Organizers of the WTO protests in Seattle are gearing up for similar massive anti-globalist demonstrations in Wash ington, D.C., when the world's financial leaders gather this April.
 
By James P. Tucker Jr. Exclusive to The SPOTLIGHT 4-5-00
 
 
More than 60 organizations, ranging from the ideological left to followers of Pat Buchanan, plan Seattle-style demonstrations April 16 when the World Bank and International Monetary Fund (IMF) meet in Washington.
 
It is to be a "strong stand against corporate globalization," said Mark Weisbrot, co-director of the Center for Economic and Policy Research in Washington.

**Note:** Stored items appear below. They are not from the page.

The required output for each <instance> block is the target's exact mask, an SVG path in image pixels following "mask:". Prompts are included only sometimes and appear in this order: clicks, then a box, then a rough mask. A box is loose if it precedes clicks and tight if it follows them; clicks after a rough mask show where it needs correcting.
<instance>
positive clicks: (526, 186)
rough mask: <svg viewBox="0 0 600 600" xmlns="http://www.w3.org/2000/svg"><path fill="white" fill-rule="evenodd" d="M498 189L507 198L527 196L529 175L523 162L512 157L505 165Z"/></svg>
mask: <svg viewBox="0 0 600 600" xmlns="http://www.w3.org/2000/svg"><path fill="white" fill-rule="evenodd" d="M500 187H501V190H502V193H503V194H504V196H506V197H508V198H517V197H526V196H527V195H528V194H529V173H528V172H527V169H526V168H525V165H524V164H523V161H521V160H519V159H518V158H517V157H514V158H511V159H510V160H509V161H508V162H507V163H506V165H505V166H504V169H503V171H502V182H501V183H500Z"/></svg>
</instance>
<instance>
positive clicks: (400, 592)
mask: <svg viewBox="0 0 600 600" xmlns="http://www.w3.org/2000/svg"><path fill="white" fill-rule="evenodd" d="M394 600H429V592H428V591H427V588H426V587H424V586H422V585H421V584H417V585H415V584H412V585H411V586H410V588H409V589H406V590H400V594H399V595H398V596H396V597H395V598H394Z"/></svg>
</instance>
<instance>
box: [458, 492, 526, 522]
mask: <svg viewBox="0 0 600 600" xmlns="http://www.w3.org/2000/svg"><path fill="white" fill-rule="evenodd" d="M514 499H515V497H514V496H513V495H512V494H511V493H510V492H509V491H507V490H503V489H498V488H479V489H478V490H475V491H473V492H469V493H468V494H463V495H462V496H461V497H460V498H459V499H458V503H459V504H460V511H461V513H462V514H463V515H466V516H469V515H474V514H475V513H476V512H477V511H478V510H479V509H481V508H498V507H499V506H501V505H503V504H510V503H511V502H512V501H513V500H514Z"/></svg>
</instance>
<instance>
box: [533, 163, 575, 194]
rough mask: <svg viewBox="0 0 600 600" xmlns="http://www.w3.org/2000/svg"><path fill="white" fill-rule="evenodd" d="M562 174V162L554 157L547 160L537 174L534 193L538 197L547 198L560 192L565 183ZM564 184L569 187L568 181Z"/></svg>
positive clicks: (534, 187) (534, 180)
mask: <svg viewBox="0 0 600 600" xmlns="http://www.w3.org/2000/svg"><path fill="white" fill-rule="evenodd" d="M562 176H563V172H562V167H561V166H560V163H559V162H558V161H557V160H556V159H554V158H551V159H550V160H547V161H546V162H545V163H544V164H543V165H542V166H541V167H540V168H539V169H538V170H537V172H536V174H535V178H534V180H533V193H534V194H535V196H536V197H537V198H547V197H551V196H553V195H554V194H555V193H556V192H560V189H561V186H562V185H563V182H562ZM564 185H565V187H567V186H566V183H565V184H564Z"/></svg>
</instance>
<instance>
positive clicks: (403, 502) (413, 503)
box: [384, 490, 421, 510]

His latest conclusions were presented at a press conference by the umbrella group, Mobilization for Global Justice, on March 14.
 
The groups plan to lobby Congress, hold educational forums and conduct peaceful demonstrations during the annual joint meeting of the World Bank and IMF.
 
Police said they are prepared to block the type of violence that shut down a meeting of the World Trade Organization last November in Seattle.
 
Many of the participating groups object to the World Trade Organization (WTO), World Bank, IMF and such trade agreements as the North American Free Trade Agreement (NAFTA). And they point to victories attributable to their popular resistance.
 
"Although NAFTA was ratified, more recent efforts to extend this model have so far been defeated," Weisbrot said. He cited Congress' rejection of the Free Trade Area of the Americas"a 34-nation extension of NAFTA.
 
David Rockefeller, a power in Bilderberg and its brother group, the Trilateral Commission (TC), has publicly called for expanding NAFTA to include all the Western Hemisphere, a preliminary to establishing an "American Union" similar to the European Union.
 
The Multinational Agreement on Investment, another NAFTA-expander, and "fast track" authority for the administration to negotiate trade deals that could be voted up or down "but not changed by Congress" have also failed to pass, Weisbrot said.
 
"Although most people don't know much about it, there is an institution that causes more harm to working people than NAFTA: that is the IMF," said Weisbrot, a Ph.D. in economics who has written on the subject for the Cornell International Law Journal and other publications.
 
"This is not a conspiracy theory; almost all of what we know about the IMF is in the form of publicly available information," Weisbrot said. "The information is there, but there are a couple of reasons that the IMF and its practices receive little attention.
 
"First, the IMF deliberately tries to keep a low profile: its practices are as secretive and unaccountable as it can get away with," he said. "And second, the IMF hides behind a veil of 'technical expertise,' with the result that most people don't try to find out what it does."
 
The IMF imposes NAFTA-like conditions on countries. Just as NAFTA made it easier for U.S. corporations to move their operations to Mexico, he said, the IMF makes it easier for them to move almost anywhere in the world.
 
"It forces governments to rewrite their laws, as NAFTA did to Mexico, so that they are more favorable to foreign investors," Weisbrot said. "This drives down wages everywhere and especially in those countries like the United States where businesses can threaten to move when workers try to unionize or demand higher pay. It also leads to job losses when these employers actually move their operations out of the country."
 
The IMF also forces countries to produce for export instead of domestic markets, causing global gluts that drive down prices and wages and encourage "dumping," he said. "Many of the 12,000 [U.S.] steel workers who lost their jobs over the last year are casualties of IMF policies in countries like South Korea, Russia and Brazil."